Recoding string variables builds on the same principle as for numeric variables. However, you need to use a command called replace instead of recode.

It is preferable to generate a copy of the old variable before you start replacing values (or expressions, which is the term used below).

Note
In this example, we are taking a sneak peek at if (which is described in more detail in Condition the data with if).

Function

Basic command
replace varname="exp2" if varname=="exp1"
Explanations
varnameInsert the name of the variable that you want to recode.
exp1Specify the value/expression that you want to change.
exp2Specify the value/expression that you want to change to.
More information
help replace

Practical example

Dataset
StataData1.dta
Variable namemarstat30
Variable labelMarital status (Age 30, Year 2000)
Value labelsN/A

First, let us have a look at this variable.

describe marstat30

tab marstat30

We can see that marstat30 is a string variable with four values specified (D, M, UM, and W). As it happens, we know that D=Divorced, M=Married, UM=Unmarried, and W=Widowed. This is what we want to change the values to.

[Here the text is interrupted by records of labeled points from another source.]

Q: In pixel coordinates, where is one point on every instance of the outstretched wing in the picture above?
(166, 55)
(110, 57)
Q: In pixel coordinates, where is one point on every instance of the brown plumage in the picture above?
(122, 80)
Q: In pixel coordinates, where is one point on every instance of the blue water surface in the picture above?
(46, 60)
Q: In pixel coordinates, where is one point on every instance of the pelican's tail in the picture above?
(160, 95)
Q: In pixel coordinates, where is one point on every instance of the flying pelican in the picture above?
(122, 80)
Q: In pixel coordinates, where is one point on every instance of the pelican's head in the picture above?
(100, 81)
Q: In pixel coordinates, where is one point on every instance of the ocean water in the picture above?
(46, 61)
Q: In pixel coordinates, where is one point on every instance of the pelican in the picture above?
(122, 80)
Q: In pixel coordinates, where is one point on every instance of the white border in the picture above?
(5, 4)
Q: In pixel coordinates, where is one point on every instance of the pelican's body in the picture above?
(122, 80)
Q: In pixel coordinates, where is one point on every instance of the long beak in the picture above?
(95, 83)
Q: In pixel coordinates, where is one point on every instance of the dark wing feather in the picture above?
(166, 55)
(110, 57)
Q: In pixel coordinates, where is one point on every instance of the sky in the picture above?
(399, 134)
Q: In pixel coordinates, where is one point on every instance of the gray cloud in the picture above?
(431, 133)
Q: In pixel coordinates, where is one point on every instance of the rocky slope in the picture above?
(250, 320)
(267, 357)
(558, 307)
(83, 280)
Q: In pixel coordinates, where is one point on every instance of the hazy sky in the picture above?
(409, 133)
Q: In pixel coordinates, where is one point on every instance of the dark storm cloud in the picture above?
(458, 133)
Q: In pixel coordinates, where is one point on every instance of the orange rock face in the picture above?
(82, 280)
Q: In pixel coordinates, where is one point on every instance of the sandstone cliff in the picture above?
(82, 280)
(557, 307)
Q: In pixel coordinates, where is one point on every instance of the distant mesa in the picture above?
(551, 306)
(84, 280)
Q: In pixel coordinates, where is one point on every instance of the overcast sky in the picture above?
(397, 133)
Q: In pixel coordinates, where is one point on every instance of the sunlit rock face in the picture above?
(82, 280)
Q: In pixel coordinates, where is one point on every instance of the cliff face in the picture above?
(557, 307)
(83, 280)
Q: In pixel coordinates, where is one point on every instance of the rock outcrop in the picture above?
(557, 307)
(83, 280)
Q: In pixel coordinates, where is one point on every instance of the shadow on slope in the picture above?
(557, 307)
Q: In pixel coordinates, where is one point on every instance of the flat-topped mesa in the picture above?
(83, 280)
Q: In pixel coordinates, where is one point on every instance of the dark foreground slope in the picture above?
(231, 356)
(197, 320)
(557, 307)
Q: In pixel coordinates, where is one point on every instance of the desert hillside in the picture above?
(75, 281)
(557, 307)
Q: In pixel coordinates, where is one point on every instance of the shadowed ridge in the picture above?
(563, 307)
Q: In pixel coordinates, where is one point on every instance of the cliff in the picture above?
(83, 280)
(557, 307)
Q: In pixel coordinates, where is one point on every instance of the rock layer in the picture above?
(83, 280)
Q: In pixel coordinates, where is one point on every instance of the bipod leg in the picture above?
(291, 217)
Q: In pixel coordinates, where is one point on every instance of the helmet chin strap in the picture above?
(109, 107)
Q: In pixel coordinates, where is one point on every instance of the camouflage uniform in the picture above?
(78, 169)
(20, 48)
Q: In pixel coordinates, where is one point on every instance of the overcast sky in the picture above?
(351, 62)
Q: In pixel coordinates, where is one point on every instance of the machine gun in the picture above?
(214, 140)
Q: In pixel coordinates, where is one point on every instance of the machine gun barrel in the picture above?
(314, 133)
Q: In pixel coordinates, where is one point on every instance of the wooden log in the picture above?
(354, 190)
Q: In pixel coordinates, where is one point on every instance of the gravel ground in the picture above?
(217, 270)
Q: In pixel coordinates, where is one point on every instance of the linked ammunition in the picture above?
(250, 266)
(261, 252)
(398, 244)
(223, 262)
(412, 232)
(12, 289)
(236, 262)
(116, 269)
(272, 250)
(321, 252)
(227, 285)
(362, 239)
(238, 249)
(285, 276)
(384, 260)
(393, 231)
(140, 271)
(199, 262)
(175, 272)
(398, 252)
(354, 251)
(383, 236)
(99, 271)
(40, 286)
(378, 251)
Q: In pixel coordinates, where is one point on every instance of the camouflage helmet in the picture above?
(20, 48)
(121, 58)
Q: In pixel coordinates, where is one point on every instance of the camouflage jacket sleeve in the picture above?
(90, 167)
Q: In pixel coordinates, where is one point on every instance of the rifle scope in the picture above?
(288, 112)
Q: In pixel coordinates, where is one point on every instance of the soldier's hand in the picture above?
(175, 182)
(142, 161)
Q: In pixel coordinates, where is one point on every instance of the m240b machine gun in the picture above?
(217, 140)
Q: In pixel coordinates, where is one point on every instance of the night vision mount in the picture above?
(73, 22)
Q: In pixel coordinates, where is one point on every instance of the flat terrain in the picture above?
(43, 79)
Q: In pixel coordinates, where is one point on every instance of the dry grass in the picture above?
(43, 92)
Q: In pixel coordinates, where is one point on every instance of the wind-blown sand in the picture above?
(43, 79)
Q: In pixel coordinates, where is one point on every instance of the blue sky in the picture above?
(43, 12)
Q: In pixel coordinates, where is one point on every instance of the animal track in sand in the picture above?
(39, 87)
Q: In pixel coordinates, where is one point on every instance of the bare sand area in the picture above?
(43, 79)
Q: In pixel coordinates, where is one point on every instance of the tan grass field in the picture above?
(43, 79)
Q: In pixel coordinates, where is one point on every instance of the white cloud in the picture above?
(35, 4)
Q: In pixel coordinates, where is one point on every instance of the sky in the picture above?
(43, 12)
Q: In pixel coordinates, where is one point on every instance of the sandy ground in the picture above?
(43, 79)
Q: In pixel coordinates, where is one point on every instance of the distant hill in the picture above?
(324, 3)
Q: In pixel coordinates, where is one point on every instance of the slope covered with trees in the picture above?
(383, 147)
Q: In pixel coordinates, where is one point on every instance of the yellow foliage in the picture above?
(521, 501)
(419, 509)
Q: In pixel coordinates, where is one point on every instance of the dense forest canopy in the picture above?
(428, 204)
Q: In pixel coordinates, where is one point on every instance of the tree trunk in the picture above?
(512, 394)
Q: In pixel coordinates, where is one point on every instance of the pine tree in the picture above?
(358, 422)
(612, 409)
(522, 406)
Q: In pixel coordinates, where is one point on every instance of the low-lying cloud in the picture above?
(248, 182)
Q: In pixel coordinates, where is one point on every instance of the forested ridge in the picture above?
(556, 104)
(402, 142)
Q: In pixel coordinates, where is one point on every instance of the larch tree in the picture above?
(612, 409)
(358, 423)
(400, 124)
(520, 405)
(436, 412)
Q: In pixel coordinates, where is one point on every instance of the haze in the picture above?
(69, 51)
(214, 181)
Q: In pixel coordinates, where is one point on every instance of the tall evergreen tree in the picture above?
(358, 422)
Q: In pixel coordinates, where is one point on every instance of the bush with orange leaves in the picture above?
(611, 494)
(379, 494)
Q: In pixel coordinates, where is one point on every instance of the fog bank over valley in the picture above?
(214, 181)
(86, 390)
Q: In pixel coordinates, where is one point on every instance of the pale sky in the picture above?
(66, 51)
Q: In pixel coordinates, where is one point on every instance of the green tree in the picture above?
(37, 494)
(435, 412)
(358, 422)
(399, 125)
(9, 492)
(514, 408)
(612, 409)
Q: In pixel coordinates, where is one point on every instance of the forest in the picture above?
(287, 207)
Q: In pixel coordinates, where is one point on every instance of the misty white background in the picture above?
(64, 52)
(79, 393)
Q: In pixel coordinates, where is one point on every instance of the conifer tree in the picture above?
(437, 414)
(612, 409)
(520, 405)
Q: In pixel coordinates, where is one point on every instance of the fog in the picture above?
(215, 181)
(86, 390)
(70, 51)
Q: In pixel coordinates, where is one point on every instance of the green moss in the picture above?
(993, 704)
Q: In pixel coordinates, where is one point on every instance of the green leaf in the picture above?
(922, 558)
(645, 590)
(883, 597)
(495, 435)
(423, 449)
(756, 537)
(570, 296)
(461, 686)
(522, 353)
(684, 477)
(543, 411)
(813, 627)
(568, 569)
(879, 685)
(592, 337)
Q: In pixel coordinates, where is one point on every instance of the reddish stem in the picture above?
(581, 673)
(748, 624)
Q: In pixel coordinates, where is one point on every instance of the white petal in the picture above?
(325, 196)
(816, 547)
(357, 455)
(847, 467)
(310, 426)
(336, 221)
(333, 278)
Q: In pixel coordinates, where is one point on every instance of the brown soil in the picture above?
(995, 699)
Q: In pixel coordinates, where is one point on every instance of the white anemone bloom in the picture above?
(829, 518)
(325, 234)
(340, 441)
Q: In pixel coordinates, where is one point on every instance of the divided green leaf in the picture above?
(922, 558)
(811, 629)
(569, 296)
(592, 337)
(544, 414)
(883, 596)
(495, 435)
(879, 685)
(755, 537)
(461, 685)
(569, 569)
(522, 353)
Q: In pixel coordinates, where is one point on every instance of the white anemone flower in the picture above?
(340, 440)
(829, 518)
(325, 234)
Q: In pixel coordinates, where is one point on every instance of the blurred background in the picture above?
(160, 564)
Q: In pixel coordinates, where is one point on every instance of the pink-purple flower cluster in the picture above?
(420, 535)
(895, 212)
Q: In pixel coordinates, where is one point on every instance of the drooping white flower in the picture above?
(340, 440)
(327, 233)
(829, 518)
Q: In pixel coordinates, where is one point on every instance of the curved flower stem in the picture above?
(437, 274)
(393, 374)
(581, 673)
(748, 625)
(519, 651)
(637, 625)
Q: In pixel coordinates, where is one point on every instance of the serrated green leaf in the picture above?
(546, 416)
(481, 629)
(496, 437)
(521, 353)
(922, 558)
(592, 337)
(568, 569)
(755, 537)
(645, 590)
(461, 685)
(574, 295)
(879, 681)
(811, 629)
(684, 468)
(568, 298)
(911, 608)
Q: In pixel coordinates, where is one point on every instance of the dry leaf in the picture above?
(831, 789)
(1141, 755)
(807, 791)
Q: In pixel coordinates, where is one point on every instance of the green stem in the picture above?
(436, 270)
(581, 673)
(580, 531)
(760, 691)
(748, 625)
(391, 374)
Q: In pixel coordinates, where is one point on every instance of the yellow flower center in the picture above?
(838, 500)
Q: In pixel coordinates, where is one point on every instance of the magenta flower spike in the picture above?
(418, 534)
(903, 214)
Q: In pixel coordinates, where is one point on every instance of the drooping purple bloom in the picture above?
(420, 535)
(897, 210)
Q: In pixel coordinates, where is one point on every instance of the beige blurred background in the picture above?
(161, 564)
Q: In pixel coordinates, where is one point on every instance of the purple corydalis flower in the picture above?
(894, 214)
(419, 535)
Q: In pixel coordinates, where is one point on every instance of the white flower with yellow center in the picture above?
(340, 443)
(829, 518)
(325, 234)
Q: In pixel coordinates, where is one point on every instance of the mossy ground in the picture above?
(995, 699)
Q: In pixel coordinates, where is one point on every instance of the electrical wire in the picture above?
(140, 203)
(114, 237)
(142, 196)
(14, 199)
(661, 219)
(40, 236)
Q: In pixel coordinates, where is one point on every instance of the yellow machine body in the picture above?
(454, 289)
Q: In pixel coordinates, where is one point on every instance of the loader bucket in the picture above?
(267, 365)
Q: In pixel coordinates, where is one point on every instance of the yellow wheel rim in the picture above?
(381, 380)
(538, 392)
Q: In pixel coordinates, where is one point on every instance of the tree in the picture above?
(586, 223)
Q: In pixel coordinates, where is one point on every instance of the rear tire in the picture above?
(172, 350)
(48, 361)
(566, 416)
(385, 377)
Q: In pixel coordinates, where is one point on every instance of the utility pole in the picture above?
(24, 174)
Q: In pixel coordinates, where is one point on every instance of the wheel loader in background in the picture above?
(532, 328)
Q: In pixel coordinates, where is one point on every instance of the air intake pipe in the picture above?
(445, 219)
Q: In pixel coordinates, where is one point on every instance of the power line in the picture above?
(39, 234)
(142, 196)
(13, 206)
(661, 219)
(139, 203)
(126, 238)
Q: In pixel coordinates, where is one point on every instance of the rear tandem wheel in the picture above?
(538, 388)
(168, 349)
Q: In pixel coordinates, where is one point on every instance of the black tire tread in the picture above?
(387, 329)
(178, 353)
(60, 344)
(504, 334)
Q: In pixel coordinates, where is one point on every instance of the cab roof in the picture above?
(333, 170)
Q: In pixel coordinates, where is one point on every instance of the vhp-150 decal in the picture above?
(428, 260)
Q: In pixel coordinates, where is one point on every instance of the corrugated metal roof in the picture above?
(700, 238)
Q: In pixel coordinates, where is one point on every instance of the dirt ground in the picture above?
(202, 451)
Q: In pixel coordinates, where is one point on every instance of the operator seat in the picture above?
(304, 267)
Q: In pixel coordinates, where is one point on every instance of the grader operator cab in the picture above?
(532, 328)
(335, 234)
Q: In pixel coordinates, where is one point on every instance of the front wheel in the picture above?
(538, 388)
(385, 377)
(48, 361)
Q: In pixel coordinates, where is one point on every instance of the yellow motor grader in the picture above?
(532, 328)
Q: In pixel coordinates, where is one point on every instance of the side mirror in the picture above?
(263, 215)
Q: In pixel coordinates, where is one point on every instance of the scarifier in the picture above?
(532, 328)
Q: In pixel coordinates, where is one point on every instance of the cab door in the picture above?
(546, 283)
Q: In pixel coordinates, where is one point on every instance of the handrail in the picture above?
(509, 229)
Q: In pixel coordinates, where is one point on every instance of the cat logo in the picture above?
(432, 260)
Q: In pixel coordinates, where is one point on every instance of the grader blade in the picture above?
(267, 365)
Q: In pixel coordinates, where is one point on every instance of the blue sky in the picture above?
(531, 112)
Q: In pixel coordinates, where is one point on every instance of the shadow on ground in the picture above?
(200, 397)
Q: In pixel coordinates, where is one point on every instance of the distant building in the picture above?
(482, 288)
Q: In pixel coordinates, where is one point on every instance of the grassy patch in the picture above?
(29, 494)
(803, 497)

We start by creating a copy of the variable.

gen marstat30num=marstat30

Now we can recode the copy.

replace marstat30num="Divorced" if marstat30num=="D"
replace marstat30num="Married" if marstat30num=="M"
replace marstat30num="Unmarried" if marstat30num=="UM"
replace marstat30num="Widowed" if marstat30num=="W"

Let us see what the variable looks like.

tab marstat30num

Now, it would be even easier to use encode to transform marstat30 into a numeric variable while retaining the values as value labels.